We have all heard and seen the buzz surrounding Openclaw, starting from its name controversy and evolution: Clawdbot -> Moltbot -> Openclaw. Every setup on Youtube is hinging on using APIs be it OpenAI, Anthropic, Google and the rest. Calling APIs with the Openclaw is and will be pretty expensive, so I decided to experiment with a local setup — LMStudio.

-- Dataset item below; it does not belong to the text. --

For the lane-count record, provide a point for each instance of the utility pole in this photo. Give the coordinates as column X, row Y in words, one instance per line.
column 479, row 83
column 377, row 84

My hardware of choice is my Lenovo Thinkpad which I configured its OS to be Linux rather than windows that it came with, first thing I did was installing LMStudio. It was a little bit hard for me to do since I am still finding my way around core Linux OS instead of WSL and I found this video which helped me with installing LMStudio.

Next was to select a model, due to the nature of my hardware, I had to go with a quantized version of GLM-4.7 Flash model. After downloading, I used LMStudio chat to test and its response to my “hello” took 50.57 secs which was poor. But since I am experimenting with Openclaw, why not.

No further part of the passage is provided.